Session Organisers Professor Florian Keusch (University of Mannheim)
Ms Johanna Mehltretter (University of Mannheim)
Dr Christoph Sajons (University of Mannheim)
TimeWednesday 19 July, 14:00 - 15:00
Room U6-28

Aggregated Internet search data from Google Trends are increasingly used as a supplement or alternative to survey data. Proponents of Google Trends argue that anonymous search queries of Internet users are a good reflection of true interest, behaviors, and attitudes, particularly for sensitive topics, where surveys suffer from measurement error due to social desirability. In addition, Google Trends allows researchers to study changes in topic salience, attitudes, and behaviors across time and geographic areas at much finer granularity than possible in surveys. On the downside, using Google Trends data may include multiple problems. First, not everybody uses the Google search function, potentially leading to selection bias. Second, Google Trends only provide search volumes based on a sample of all search queries, thus questions of reliability arise. And third, it is often unclear how validly the selected search terms measure the constructs of interest.
In this session, we aim to bring together empirical evidence on the state-of-the-art use of Google Trends data in combination with or as an alternative to self-reports from surveys. Submissions can be methodological in orientation or can be substantive applications that demonstrate the usefulness and assess the quality of Google Trends data. Potential topics for submissions include, but are not limited to:
- Validation of Google Trends data
- Comparison of different approaches to select appropriate keywords
- Approaches to overcome reliability issues of Google Trends data
- Triangulation through joint use of Google Trends with surveys
- Analysis strategies for Google Trends data
- Best practices for transparent documentation when working with Google Trends
- Social science applications of the use of Google Trends data to measure specific attitudes, behavior, and topic salience

Reliability of Google Trends Data: A Study on the Feasibility of Re-Sampling Strategies for Non-realtime Data

Ms Anne-Sophie Oehrlein (GESIS - Leibniz Institute for the Social Sciences) - Presenting Author
Dr Tobias Gummer (GESIS - Leibniz Institute for the Social Sciences)

Google Trends makes aggregated search engine data available, which enable researchers to investigate trends of search term usage on Google Search. The data obtained via Google Trends are relative search volumes for a selected search term across a predefined period of time and location. Depending on when a data retrieval query is issued and which period is specified, data are drawn from different samples: a real-time sample and a non-realtime sample. The real-time sample offers data of high granularity, whereas the non-realtime sample is a sample of search engine data starting from 2004. Previous research has questioned the reliability of non-realtime data and suggested that combining multiple samples (i.e., re-sampling) may help to mitigate these reliability issues. However, there appear to be differences between search terms on how well such procedures perform. It remains an open question on how to implement re-sampling in practice when aiming to reduce differences between non-realtime and real-time data. Specifically, it remains an open question how many samples to combine for specific search terms.

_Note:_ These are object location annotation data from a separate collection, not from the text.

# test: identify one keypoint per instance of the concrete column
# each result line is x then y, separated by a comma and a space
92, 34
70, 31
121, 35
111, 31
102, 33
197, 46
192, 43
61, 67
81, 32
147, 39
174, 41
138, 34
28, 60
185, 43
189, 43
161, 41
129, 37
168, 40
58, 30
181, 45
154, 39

With the present study, we address the issue of reliability of Google Trends data by investigating two research questions: (i) How does combining multiple samples reduce differences between non-realtime and real-time data? (ii) Does the performance of re-sampling differ between search terms?
To answer these research questions, we will collect real-time data for a one-week period. We will then collect daily re-samples of non-realtime data for the same search terms and periods for at least two months (i.e., 60 samples per search term). In our analyses, we will investigate how re-sampling reduces differences to the real time sample, conditional for search terms.


Sustainable Trend or Trending Mayfly? A Systematic Literature Review and Guidelines on Using Google Trends Data for Social Science Research

Miss Johanna Mehltretter (University of Mannheim) - Presenting Author
Professor Florian Keusch (University of Mannheim)
Dr Christoph Sajons (University of Mannheim)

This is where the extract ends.